Tuesday, December 30, 2014

This Book Really Hurt Me


Someone once said of me, "I found the perfect film for Harry. It's foreign and depressing." I thought it was pretty funny because I know that's what it seems from the outside. For me, there's no such thing as an ugly truth because only truth can lead us to hope. I want to know what's going on. I crave it. And oftentimes truth like that cannot be found in Hollywood films. So yeah, foreign and honest - as I like to call it - that's me.

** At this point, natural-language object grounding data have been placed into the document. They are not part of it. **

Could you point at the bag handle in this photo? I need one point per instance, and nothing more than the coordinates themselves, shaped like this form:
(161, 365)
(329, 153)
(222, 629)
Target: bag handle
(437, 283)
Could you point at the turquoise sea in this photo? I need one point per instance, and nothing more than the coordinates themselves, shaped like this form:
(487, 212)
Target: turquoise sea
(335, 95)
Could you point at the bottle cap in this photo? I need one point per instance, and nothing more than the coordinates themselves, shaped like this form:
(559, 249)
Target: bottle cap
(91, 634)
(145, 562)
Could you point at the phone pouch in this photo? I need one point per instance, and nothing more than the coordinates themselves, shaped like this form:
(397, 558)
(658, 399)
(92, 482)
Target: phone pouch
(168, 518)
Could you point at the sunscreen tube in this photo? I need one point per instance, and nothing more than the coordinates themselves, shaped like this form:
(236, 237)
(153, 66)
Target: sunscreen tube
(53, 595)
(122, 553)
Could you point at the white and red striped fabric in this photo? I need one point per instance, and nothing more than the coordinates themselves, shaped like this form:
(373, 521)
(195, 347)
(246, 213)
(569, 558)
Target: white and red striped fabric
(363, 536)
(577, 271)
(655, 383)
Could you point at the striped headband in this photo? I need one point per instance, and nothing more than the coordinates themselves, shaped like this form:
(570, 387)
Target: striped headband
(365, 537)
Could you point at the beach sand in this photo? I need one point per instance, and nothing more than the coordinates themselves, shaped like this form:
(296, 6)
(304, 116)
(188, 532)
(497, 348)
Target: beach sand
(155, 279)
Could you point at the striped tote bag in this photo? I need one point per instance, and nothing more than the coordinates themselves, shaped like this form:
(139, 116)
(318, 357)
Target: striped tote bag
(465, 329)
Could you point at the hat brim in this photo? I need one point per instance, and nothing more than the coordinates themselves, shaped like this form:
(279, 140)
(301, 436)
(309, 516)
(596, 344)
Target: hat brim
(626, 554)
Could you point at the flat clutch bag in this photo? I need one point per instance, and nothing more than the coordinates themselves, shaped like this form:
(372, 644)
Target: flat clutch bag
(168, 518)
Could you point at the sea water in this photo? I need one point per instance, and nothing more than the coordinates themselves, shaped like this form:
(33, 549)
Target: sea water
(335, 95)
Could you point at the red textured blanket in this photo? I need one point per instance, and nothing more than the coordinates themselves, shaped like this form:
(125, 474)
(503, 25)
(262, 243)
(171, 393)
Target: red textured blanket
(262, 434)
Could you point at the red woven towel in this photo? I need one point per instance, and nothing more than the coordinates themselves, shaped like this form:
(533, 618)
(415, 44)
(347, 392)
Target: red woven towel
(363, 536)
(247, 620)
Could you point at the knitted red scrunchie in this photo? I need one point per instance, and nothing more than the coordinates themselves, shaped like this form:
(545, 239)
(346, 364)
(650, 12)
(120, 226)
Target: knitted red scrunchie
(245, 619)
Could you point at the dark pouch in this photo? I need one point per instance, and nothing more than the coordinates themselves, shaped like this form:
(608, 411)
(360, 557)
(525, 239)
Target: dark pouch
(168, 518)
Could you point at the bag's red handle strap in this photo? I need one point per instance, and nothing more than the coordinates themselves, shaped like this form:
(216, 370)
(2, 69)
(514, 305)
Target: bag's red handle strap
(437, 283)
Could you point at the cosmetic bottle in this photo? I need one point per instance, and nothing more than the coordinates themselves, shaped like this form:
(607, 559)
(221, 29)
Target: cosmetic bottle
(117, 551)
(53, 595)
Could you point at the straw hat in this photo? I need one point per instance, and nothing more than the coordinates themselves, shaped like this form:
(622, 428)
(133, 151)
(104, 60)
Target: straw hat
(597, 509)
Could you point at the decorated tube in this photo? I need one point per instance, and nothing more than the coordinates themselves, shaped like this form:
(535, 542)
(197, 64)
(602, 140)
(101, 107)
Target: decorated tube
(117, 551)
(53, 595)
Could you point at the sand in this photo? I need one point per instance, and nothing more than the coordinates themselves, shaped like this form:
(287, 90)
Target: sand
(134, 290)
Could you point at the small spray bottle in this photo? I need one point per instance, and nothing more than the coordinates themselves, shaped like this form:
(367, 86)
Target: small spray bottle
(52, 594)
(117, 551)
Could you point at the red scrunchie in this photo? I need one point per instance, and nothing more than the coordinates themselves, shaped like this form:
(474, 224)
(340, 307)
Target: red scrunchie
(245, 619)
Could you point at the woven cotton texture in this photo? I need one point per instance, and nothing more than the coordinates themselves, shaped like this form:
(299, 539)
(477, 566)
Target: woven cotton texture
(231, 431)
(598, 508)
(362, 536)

Some points can be driven home too much, though. Nazis were evil, I get that. Don't need any more lists of atrocities. But when exploring a new culture I wish to know all about it so I dive right in. That's what I did with Khaled Hosseini's "A Thousand Splendid Suns" and I have been forever branded by it. Mankind in all her sorrow can be so very wretched steeped in our fear and ignorance. As with any piece of cloth, we are only as strong as our weakest point lest we tear completely in two.

"A Thousand Splendid Suns" refers to a 17th century poem:

"Every street of Kabul is enthralling to the eye
"Through the bazaars, caravans of Egypt pass
"One could not count the moons that shimmer on her roofs
"And the thousand splendid suns that hide behind her walls"


It's an ironic title considering the horror to follow. Spanning over approximately 45 years ending in 2003, the book recounts life in Afghanistan during times of both relative peace and turmoil from a female point of view. And let's just say even in the best of times the insecurity of the Middle Eastern male is off the charts. Women are emotionally caged and brutalized stemming from a culture rooted thousands of years ago. It is said the eyes of the Afghan soldier are dead and chill the soul when seen. Just imagine those same eyes coming home to live with you.


As with any society, poverty is an unforgivable sin. Combine that with being female and the results can be tragic. I would not recommend this book for American teenage girls. This is the type of thing that must be sought out. The girl Miriam mired in poverty is basically sold to a man with hands cold as ice and a heart bent in agony. She is a prisoner in her own home to live at her vastly older husband's mercy. It is said we always hate those whom we wrong and thus Miriam became an object of his hate.

Her sentence was for life.

In the corners and edges of this existence she tries to plant flowers of hope. She swings between anger and despair finally settling on bitter apathy. What would you do if you were thusly trapped? What is life without hope? Without the full expression of every soul we can never know our full truth. But in Afghanistan, where empires go to die, the fabric of society is but a gaping hole, an abscess in the world, and like an aching tooth is crippling to the body.

I remember getting an email in 1999 from an internet friend asking me to sign a petition protesting the rights abuses against the women of Afghanistan. That was my first hint at the backwards nature of the region. The Taliban had taken over who then legalized - and mandated - cruelty towards women. The book details each age: from the pre-Soviet invasion, to the Communist rule of Kabul, to the internecine warfare following the Soviet departure that gave rise to the evil men in black turbans.


As each age passes the rights of women change. Was surprising to read how progressive the Communists had been in this regard. Of course, the warfare alone was terror enough watching friends and neighbors be caught in the crossfire, blown to bits as images of body parts haunt your memory. Millions fled to Pakistan but little salvation was to be had there living under little more than a tent in camps ravaged with disease. It was hell with all exits closed.

What's most touching, though, is the human resiliency: small moments of banding together seem as grand as any peace conference, the sharing of sorrows that build bridges between enemies, planting flowers in the battlefield because life must go on. Any scrap of humanity in this context is heroic. Thank God a book like this was written to capture these treasures. If only our own efforts in the region had been more noble we could have been as water to these seeds.

As the rips in society are not mended both here and around the world, as more and more people live in virtual slavery that robs the joy of life, the more tragedy will grow. What can one do when placed into that situation? All we can do is try to hold on to our humanity even in the face of futility. If one can do that, one can save one's self. But somehow, that doesn't seem enough.